Quando lhe levaram a
notícia, Hipólito ergueu-se de repelão da cadeira de verga onde
repousava. Tremia ligeiramente. Respirava um pouco apressadamente.
Pouco a pouco foi-se
acalmando. Um véu de tristeza – eu acho que era um véu – nublava-lhe
viuvamente o olhar cinzento. “Ora que maçada! É um problema chatíssimo!
No entanto, no entanto…pensando bem, foi natural! – disse com
inteligência.
Olhei-o com admiração.
O espírito e a calma filosófica de Hipólito cada vez me atraíam mais
inapelavelmente.
Ao voltarmos para
casa, num carro funerário, o filho de Hipólito teve um percalço: chorava
desabaladamente, contorcia-se, gemia duma forma que metia pena. Ao
estorcer-se num gesto mais largo, sem que o pudéssemos deter saiu pela
porta de vidraça descida (fazia cá um calor!). Dei um grito! Que querem,
não me contive. O carro funerário parou, toda a gente desceu.
Hipólito, por uns
momentos breves, contemplou longamente o que restava do filho como se
acreditasse poucochinho. Eu mordia os dedos e as unhas.
Um largo suspiro se
escapou do peito largo, profundo, de Hipólito enquanto ele com bondade
me ajudava a afastar dos despojos. “Já é azar! É um azar tremendo! Mas,
vendo bem as coisas, sopesando o caso…não deixou de ser natural!”.
Olhei-o mais uma vez
com admiração fraterna.
Passou-se uma semana.
Durante esse tempo não vi o meu velho companheiro de infância. Aliás,
desempregado, passei o tempo a ler. Filosofia. De vez em quando tomava
um cálice de conhaque. A bebida, segundo ouvi dizer, dos fortes e dos
sabedores.
Ao oitavo dia,
biblicamente, vi Hipólito. Tinha ido visitar-me. Demos um longo,
cordialíssimo aperto de mão. Hipólito vinha anunciar-me que eu fora
colocado por sua intercessão num emprego de futuro. “Com calma, Jagodes,
tudo se consegue. Tudo se compõe naturalmente!”. Acenei que sim,
emocionado. Entretanto, dirigimo-nos ao elevador.
Hipólito foi o
primeiro a entrar. Azar dele. O primeiro e o último, aliás. Eu não
entrei, pude aperceber-me que o elevador não estava lá!

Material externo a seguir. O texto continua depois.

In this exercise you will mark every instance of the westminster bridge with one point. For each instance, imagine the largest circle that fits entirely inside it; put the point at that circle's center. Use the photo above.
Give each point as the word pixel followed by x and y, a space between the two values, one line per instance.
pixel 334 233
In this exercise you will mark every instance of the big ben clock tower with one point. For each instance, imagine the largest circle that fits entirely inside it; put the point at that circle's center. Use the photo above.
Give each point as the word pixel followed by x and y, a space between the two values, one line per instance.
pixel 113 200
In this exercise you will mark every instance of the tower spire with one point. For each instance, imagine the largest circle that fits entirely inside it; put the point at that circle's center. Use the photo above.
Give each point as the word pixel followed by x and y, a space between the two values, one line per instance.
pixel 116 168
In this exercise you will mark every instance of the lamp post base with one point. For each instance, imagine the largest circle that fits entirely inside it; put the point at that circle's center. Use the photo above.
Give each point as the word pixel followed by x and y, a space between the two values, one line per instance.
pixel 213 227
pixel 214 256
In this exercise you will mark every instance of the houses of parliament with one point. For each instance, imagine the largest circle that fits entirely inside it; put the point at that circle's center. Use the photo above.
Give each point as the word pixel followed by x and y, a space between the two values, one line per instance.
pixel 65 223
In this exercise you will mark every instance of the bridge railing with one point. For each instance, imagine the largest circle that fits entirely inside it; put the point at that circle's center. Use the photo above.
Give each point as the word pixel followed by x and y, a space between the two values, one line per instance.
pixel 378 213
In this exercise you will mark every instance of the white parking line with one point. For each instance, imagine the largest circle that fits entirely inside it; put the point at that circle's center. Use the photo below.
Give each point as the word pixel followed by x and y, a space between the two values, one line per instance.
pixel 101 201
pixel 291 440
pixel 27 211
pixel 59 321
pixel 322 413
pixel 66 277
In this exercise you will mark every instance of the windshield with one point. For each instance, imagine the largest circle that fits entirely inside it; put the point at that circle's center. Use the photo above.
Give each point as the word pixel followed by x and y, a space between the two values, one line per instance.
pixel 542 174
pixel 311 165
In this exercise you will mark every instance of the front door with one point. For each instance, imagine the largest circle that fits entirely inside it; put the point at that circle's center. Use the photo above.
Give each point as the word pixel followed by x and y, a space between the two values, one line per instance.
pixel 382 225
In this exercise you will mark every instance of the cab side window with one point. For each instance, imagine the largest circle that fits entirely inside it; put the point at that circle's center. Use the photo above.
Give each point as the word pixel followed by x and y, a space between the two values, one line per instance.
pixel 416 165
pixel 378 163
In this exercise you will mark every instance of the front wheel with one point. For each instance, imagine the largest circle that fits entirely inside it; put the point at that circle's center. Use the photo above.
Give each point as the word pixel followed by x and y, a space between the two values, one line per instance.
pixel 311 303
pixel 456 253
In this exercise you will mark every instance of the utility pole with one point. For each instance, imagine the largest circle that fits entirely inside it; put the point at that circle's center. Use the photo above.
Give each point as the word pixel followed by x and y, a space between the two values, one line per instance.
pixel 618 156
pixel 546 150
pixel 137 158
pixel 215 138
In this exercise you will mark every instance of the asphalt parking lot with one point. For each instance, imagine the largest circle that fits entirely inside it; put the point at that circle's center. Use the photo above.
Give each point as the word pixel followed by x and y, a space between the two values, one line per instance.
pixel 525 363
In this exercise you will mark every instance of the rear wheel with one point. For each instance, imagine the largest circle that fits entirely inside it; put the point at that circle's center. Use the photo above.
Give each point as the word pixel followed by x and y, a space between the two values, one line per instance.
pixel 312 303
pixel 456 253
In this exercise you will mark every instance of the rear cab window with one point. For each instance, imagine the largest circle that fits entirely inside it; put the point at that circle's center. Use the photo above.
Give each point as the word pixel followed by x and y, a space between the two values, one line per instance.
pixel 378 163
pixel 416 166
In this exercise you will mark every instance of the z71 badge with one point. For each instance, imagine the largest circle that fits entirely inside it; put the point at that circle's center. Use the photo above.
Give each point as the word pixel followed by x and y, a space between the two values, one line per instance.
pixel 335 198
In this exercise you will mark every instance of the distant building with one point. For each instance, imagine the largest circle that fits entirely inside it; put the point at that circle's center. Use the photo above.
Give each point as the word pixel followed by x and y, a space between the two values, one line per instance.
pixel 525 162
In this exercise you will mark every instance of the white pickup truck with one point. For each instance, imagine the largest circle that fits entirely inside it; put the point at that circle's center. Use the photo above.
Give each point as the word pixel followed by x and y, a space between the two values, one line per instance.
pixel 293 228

Só o buraco,
negro e misterioso, esperava com maldade. Hipólito despenhou-se,
soltando um grito em estilo “terror inglês”. Um grito meio grasnado.
Com o coração a bater
um pouco desci as escadas, devagarinho e com cautela. Muitas escadas.
Abri a porta do elevador, na cave e contemplei o Hipólito.
Hipólito gemia
suavemente. Quando deu por mim, quando os sentidos algo abalados lho
permitiram, começou a gemer mais alto. Quase a gritar!
“Socorro, Jagodes! Vai
chamar um médico depressa…senão morro. Sinto-me já a morrer. Chama-me um
médico, um sacerdote… Jagodes!”.
Perdera a calma. Até
suava. Tinha um bocado de espuma no queixo.
Dei uma gargalhadinha.
Desatei mesmo a rir em pequenos solavancos. Filosoficamente.